À véspera de entrarmos no terceiro centenário como
nação independente, podemos olhar para o passado e, orgulhosos, mostrarmos aos
nossos antepassados o país que fizemos, ao mesmo tempo em que, com vergonha,
mostrarmos aos nossos descendentes o Brasil que deixaremos para eles. O diálogo
com o passado pode ser gratificante, com o futuro é preocupante.
Nestes anos próximos ao bicentenário conseguimos
atingir um PIB de R$ 5,9 trilhões que nos deixam entre os nove países mais
ricos do mundo; é um resultado animador, mas se olharmos para as
características deste produto, vemos que até hoje mantemos a produção limitada
aos bens primários da agricultura, da mineração e de uma indústria
metalmecânica. Salvo exceções, não estamos deixando uma economia inovadora, capaz
de enfrentar os desafios da inovação científica e tecnológica que caracterizará
a economia do futuro.
Este produto, entretanto, deixa-nos em 77ª posição
quando consideramos o PIB per capita; comemoramos a riqueza dos mais de
duzentos milhões de brasileiros, mas nos envergonha deixar a renda per capita
ao ano em apenas U$7,6 mil por brasileiro. Ainda mais grave, estamos em 7º
lugar, de baixo para cima, nos indicadores de distribuição de renda entre
127paises.
Temos de reconhecer que continuamos como uma das
mais perversas sociedades do mundo; faz 128 anos que abolimos a escravidão
explicita, mas não fomos capazes de incorporar seus descendentes negros menos
pobres em uma mesma família nacional. Demos um salto, nas últimas décadas, ao
ponto de reduzir bastante o flagelo da fome endêmica, mas não elevamos nossas
massas ao acesso de saneamento, água, saúde e educação de qualidade.

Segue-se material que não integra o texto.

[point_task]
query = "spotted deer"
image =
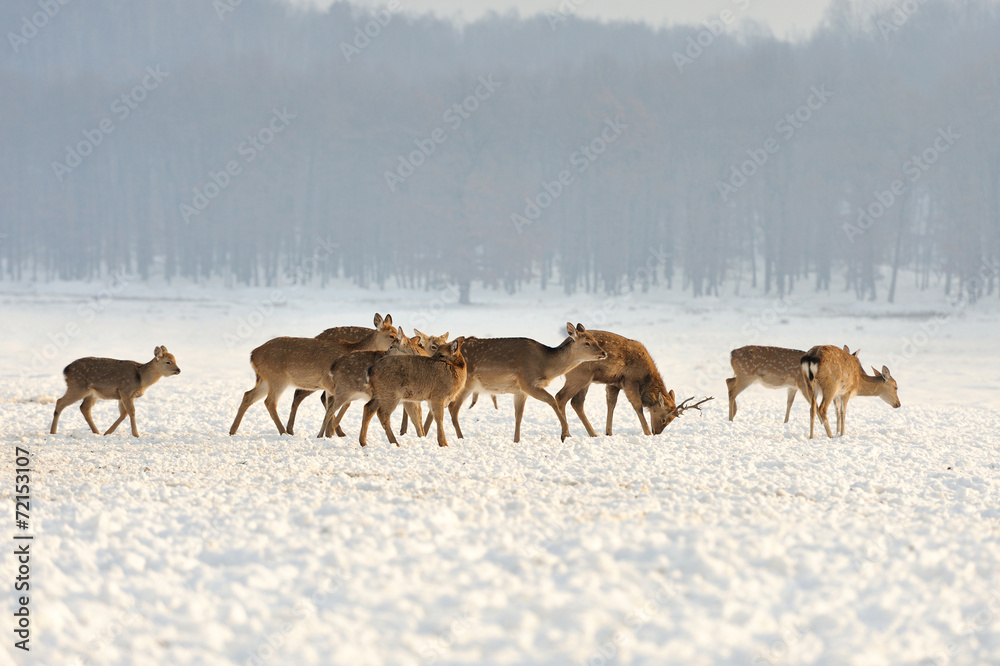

Mais grave, nestes duzentos anos fizemos a mais
violenta sociedade deste final de século: cerca de 59 mil pessoas são
assassinadas por ano, outras 45 mil são mortas por acidentes de trânsito; deste
total, dez mil assassinatos são de crianças e adolescentes. Este quadro parece
se agravar no futuro deixando, daqui para frente, um quadro de guerra civil sem
bandeiras, sem propostas como violência pela sobrevivência, sem respeito às
leis. Mais que isto, tememos um processo de desarticulação da sociedade
brasileira dividida em corporações, gangues, bandos, sem sentimento de
solidariedade patriótica, sem aglutinação; pedimos desculpas aos descendentes
porque não fomos capazes de criar instrumentos de aglutinação social.
Fizemos uma revolução urbana em proporções nunca
vistas no mundo. Em sessenta anos, nossa demografia passou de 36% para 83%
vivendo na cidade; fizemos “monstrópoles”, não metrópoles: divididas entre
condomínios e favelas em uma triste “apartação”.
E sabemos que tudo isso é o resultado, sobretudo,
do abandono da educação, negada por quase todos os dois séculos anteriores para
a imensa maioria pobre e oferecida de forma insuficiente para a minoria dos
ricos.
Depois de dois séculos, apesar das estatísticas que
nos orgulham, olhamos o passado, de que nos últimos trinta anos chegamos ao
patamar de 93% de crianças matriculadas; mas reconhecemos que este número não
leva em conta os que poucos deles frequentam, assistem, permanecem e aprendem;
em relação aos antepassados, comemoramos o fato de que 6,5 milhões se
matriculam em faculdades, mas deixaremos para o terceiro milênio 13 milhões de
analfabetos, incapazes de ler até mesmo o lema de nossa bandeira; deixaremos no
máximo 10% a 20% terminando um ensino médio de razoável qualidade, colocando o
Brasil na 58ª posição entre os 64 países avaliados pela OCDE.
O mais grave é chegarmos ao final do segundo
centenário, sem percebermos que a educação é o único viaduto para entrarmos no
terceiro. Este talvez seja nosso maior fracasso: a falta de consciência da
importância da educação de qualidade e com qualidade igual para todos.
Os dez anos de funcionamento do movimento “Todos
pela Educação” é prova de nosso fracasso e nosso êxito: em uma sociedade que
desse importância à educação, não seriam necessários movimentos da sociedade
civil como este; no Brasil real sua existência mostra que estamos despertando
para a necessidade de educação como condição para ingressarmos no nosso
terceiro século de país independente.
Sem isto, daqui há cem anos outros olharão para
trás se perguntando por que os antepassados de 2016 não fizeram o que era
preciso, mesmo com a atenção de entidades como “Todos pela Educação”.